Volski se encogió de hombros: ¿qué podía responder a eso? Por no parecer mal educado, balbuceó:

—Tampoco tengo tantas. Los artilleros siempre somos los últimos…

Sus palabras le parecieron estúpidas; no era fácil hablar de la guerra. ¿Qué decir, en efecto? ¿Hablar del silbido de la lluvia sobre el acero incandescente? ¿De los heridos rusos y alemanes que expiraban dentro de las torretas? ¿Explicar que la mayor dicha que le había proporcionado el frente no eran aquellas plaquitas de metal, sino el puñado de fresas que recogía mientras marchaba en columna? ¿Que el momento en que pasó más miedo fue cuando vio que le apuntaba, casi con regodeo, el cañón de un tanque? ¿Y que fue ese miedo, que duró apenas unos segundos, lo que lo convirtió en el joven anciano en quien tanto confiaba ahora una casera? No, estas verdades no se podían contar.

Volski recordó que ya se había quedado mudo una vez: con Mila, en la ciudad asediada.

Fue a la casa en la que ella vivía. El inmueble seguía en pie, pero por capricho de las bombas el tramo de escalera entre la planta baja y el primer piso estaba destruido, de modo que la gente accedía a sus casas por medio de escaleras de mano. Nadie conocía a Mila. La mayoría eran provincianos que venían de pueblos asolados.

Gracias a estos nuevos pobladores, la ciudad parecía rejuvenecida. Los leningradenses que habían sufrido el asedio se mezclaban, pálidos y silenciosos, con esta multitud variopinta. La diversidad de rostros femeninos era embriagadora. La gente entablaba conversación más fácilmente, sonreía más, todo el mundo tenía prisa por rehacer su vida. Volski nunca había hablado con tantos desconocidos, con tantas mujeres. Un día conoció a dos chicas estudiantes en el café El Norte… Todo resultó sorprendente: el mismo local de antaño, las muchachas risueñas, la ligereza con la que él habló de la guerra, alardeando, contando el festín que se daban cuando un obús alcanzaba una bandada de patos…
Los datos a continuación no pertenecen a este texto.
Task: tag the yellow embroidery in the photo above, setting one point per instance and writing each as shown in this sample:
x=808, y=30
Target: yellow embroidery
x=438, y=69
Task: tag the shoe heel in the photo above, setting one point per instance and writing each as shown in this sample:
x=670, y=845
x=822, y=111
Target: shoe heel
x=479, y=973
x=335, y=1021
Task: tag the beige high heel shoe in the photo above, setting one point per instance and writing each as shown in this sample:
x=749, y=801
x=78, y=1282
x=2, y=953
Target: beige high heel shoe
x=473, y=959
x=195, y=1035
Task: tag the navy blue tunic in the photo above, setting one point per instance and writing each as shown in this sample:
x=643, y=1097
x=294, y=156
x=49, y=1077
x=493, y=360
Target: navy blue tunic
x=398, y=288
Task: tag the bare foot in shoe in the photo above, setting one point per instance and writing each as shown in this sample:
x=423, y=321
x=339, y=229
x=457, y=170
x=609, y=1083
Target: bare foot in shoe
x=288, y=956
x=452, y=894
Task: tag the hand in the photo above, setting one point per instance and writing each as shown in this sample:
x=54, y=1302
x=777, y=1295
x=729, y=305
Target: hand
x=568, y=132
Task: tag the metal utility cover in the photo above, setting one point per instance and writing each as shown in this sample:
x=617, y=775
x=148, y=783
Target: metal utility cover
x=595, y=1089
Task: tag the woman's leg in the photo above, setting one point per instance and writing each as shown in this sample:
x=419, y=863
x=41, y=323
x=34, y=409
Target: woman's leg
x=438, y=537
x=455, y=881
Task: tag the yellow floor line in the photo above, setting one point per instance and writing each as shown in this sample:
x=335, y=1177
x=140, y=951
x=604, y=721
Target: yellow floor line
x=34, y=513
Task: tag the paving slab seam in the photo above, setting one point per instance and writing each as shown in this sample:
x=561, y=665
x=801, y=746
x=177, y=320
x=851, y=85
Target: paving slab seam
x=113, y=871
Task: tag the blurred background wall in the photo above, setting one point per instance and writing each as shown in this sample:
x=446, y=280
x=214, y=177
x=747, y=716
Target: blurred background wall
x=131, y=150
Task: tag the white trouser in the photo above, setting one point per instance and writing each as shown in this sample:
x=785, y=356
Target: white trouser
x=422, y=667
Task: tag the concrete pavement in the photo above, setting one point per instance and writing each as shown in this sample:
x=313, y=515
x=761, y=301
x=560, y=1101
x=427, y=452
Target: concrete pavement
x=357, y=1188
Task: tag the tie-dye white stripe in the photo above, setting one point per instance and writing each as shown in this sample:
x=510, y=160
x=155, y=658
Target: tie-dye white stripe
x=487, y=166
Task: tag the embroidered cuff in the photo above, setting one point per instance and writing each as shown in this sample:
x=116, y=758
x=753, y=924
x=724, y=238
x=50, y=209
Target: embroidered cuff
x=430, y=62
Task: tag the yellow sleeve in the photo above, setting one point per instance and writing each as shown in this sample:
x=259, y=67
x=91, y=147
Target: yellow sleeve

—Tiene usted una voz tan juvenil… —le dijo una de ellas, echando un vistazo a sus cabellos blancos.

Al día siguiente fue a la peluquería. Le dieron a elegir entre seis tintes, escogió el negro. Mientras el blanco desaparecía bajo las mechas oscuras, pensó en Mila y, con la brutalidad que había aprendido en la guerra, se dijo: «Seguro que está muerta», y sintió que alguien moría en su interior. «No, ¿por qué habría de estarlo? Se habrá casado y puede que viva cerca de aquí. Además, ¿qué nos une todavía? Un beso en una opereta. “A vos, amada mía…”. Si ya con el pelo blanco no me reconocería, ¡mucho menos ahora, con esta melena moruna!». Y pudo recobrar su buen humor del día anterior con las dos estudiantes.

Un sábado fue a la ópera Kírov. Camino de su palco se miró furtivamente en los espejos. El pelo, aunque quizá demasiado brillante, no parecía teñido. Sólo se notaba el flequillo un poco tieso, como postizo. Aparte de eso, era un joven ufano de la reluciente estrella roja que llevaba prendida en el pecho.

En la sala había muchos hombres ataviados con uniformes tachonados de condecoraciones, trajes elegantes que difícilmente se imaginaba uno en los fangosos campos de batalla. «Trajes de teatro», se dijo Volski sorprendido por lo incisivo de la comparación. Galones de oficiales, botas lustrosas en las que reverberaba la gran araña del techo, miradas satisfechas… «Miradas de vencedor», se dijo Volski, e inexplicablemente se sintió fuera de lugar. La blancura de la piel que los vestidos de las mujeres dejaban al descubierto lo impresionó como un recuerdo recobrado…

La ópera, Rigoletto, le hizo olvidar tanto su nerviosismo de moreno teñido como el espectáculo de los uniformes. Un extraño instrumento de percepción sonora, hecho de sus cuerdas vocales, de su memoria, despertó en él. Escuchaba como cantante. Y en cierto momento creyó sentir la respiración del duque.

Estaba tan concentrado que cuando, en su imaginación, sonó este lamento: «También yo habría podido…», se sobresaltó convencido de que lo habían dicho sus vecinos de palco. Los aplausos lo sacaron de su ensimismamiento. Aplaudió como todos, aunque sus palmas le parecieron tan falsas como su cabello negro.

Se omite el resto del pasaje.